Keeping to the regional focus used in North Korea (the exhibition had the pieces laid out temporally), we can continue with North America, where the only other piece worthy of mention actually came from the same part of the world as the previous two, Alaska. It is a gift from that State’s Government to Deng Xiaoping, of an Inuit ice fishing, made of walrus bone
There was nothing else of note from the rest of the USA, or from Central America, so we can fly over to South America to land in Bolivia, where President Jaime Paz Zamora gave Yang Shangkun this lovely silver mask
and then to Brazil, where President Jao Baptista de Oliveira Figueiredo gave Deng Xiaoping this delicate gift of a silver crane with crystal feathers
(another Brazilian tried the same style some years later, but the result was not nearly as noteworthy)
After which I propose to fly over to Africa, which gave some of the best – but also many of the worst – gifts. Here are the best:
– a silver warrior riding his camel, from Niger, given by Head of State Seyni Kountche to Deng Xiaoping
– somewhat in the same style but on a grander scale, a brass horse and rider from Cameroon, given by President Ahmadou Ahidjo to Zhou Enlai
– a plate from the Republic of Congo, given by President Alphonse Massamba-Debat to Mao Zedong
– bust from Gabon, given by President El Hadj Omar Bongo Ondimba to Jiang Zemin
– and finally a gift from North Africa, a painting from Tunisia, given by Prime Minister Hedi Nouira to Zhou Enlai
Tunisia is close to Europe, so why not do a hop, skip and a jump north over the Mediterranean. There was precious little that was nice from there, though. The best was this glass bird, a curlew, from Finland, a gift from Prime Minister Matti Vanhani to Wen Jiaobao
(there was another Finnish gift in the same style, but unfortunately the photo came out blurred so I haven’t added it; the Swedes, by the way, also gave a gift in glass, of fish in this case, but of appalling taste)

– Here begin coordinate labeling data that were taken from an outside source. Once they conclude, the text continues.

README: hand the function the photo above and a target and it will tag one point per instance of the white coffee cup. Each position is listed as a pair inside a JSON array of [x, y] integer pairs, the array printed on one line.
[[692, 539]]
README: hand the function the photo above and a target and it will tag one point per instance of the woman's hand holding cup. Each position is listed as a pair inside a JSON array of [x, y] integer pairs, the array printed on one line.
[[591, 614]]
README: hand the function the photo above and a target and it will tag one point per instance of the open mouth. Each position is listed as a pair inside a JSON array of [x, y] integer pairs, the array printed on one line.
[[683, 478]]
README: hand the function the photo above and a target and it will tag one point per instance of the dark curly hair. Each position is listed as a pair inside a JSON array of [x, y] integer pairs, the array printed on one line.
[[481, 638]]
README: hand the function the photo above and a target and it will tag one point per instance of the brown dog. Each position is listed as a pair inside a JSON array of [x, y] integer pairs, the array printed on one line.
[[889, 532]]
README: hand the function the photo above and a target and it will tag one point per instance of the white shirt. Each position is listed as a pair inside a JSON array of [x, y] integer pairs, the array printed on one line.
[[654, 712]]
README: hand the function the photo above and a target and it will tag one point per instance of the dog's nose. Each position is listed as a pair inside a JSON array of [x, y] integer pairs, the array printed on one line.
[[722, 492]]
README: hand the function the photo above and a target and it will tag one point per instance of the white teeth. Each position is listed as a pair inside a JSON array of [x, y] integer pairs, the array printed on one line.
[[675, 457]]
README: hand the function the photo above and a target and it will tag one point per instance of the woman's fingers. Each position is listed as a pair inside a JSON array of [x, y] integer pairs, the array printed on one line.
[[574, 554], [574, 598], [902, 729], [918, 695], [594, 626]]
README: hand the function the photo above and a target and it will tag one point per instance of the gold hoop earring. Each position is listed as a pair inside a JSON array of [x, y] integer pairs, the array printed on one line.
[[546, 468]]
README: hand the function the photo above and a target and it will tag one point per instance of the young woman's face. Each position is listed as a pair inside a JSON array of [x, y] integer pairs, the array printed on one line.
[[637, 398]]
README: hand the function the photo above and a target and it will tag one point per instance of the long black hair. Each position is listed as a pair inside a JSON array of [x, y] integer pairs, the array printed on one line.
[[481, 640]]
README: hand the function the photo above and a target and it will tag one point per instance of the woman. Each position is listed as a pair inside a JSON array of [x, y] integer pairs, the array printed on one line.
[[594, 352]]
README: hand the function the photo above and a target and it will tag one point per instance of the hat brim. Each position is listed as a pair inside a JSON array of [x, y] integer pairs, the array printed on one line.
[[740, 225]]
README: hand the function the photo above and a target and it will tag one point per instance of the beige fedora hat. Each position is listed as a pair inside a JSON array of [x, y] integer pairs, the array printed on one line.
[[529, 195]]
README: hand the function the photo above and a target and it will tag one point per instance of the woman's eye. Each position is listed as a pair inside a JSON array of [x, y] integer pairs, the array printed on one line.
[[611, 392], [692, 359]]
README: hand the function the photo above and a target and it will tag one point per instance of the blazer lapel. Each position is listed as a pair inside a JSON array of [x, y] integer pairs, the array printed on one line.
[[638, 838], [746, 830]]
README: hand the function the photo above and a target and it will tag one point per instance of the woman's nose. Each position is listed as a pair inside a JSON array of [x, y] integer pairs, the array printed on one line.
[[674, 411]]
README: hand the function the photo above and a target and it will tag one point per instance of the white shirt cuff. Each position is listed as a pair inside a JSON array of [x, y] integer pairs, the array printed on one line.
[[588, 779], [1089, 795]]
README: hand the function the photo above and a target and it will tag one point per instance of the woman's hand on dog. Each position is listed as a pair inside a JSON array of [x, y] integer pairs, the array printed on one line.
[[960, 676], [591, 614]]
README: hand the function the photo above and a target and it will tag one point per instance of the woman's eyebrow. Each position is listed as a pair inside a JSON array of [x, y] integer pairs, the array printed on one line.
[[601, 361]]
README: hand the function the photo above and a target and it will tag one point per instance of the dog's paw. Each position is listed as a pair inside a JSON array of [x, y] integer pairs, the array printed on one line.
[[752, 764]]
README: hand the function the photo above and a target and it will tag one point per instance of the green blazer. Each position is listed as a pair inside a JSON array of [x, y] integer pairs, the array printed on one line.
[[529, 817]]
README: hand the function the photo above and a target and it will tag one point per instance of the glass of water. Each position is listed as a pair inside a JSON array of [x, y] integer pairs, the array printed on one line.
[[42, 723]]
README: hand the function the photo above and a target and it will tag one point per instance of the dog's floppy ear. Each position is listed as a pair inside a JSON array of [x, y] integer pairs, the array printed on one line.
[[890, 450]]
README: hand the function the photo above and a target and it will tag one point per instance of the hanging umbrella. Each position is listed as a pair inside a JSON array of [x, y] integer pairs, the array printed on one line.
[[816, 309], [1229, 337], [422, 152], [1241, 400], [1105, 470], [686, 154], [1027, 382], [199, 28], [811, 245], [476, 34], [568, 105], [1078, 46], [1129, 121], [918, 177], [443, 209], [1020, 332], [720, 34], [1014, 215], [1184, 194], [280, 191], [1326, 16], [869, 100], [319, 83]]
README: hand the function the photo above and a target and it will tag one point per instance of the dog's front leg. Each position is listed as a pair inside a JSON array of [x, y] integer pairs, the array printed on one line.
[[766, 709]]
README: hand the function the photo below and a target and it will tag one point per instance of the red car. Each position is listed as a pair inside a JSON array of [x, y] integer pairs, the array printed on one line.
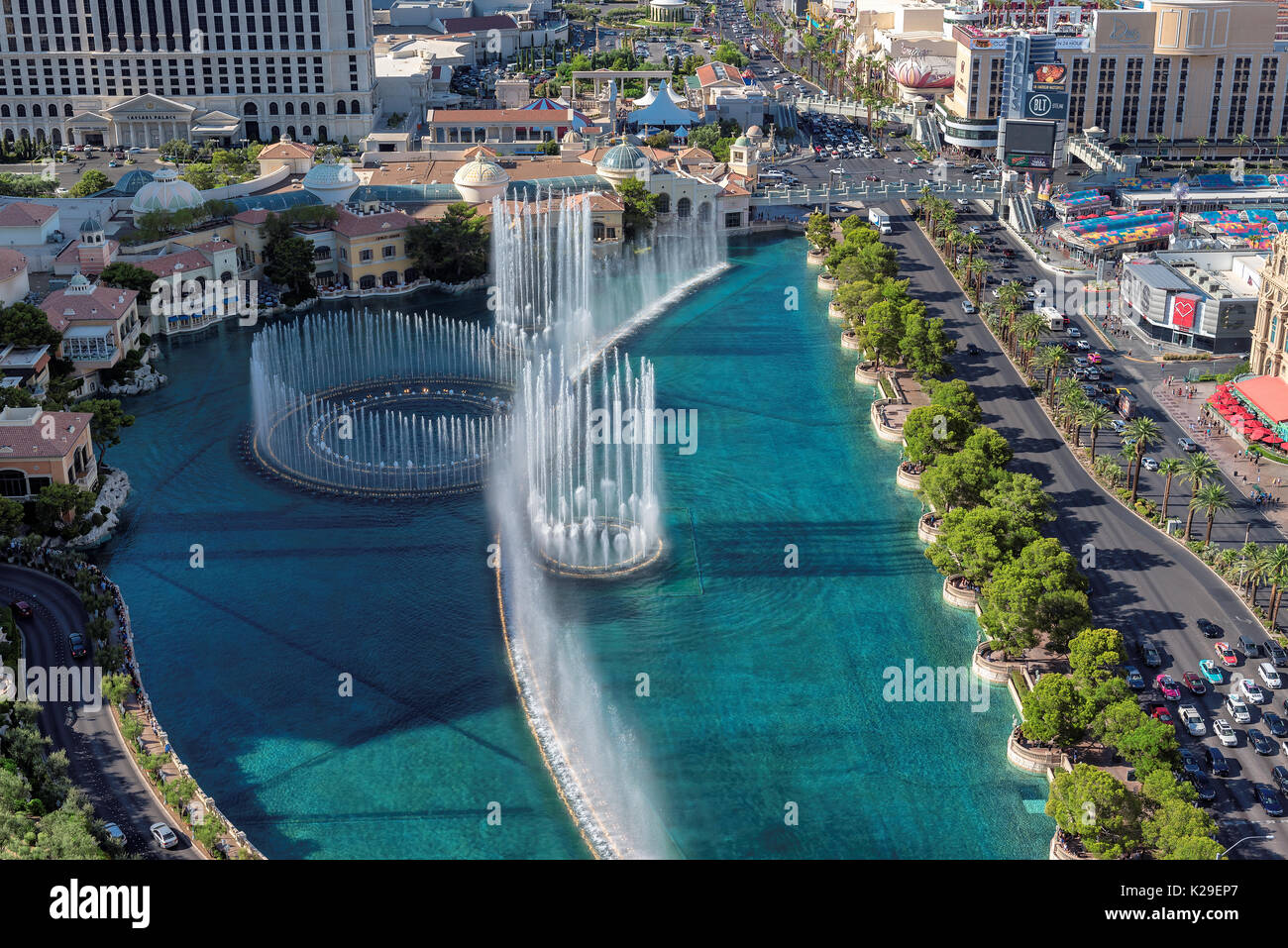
[[1168, 686]]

The Belgians, through the good office of King Baudoin, made a gift to Deng Xiaoping of a small but beautiful statue of a sitting horse
while from Portugal came this gift from Prime Minister Jose Socrates to Hu Jintao of a silver plate with a lovely azulejo-inset of a boat in full sail
Which leaves Asia, from where there was even less than Europe. The best was this silver bowl with a glass liner of a lustrous blue, from Vietnam, a gift from the Government to Liu Shaoqi.
And that was it, as far as we were concerned. Really sad to see how little taste our Great Leaders have.
By the way, readers might be interested to know that, not to be outdone by his father, the Supreme Leader Kim Jong-il also built himself a hall, next to his father’s, to house his collection of rubbish … I mean, gifts. Luckily, we didn’t have to visit that one. No doubt Kim Jong-un, the current Supreme leader of North Korea, is currently hard at work with a team of architects designing his hall. Meanwhile, his people die of starvation and neglect.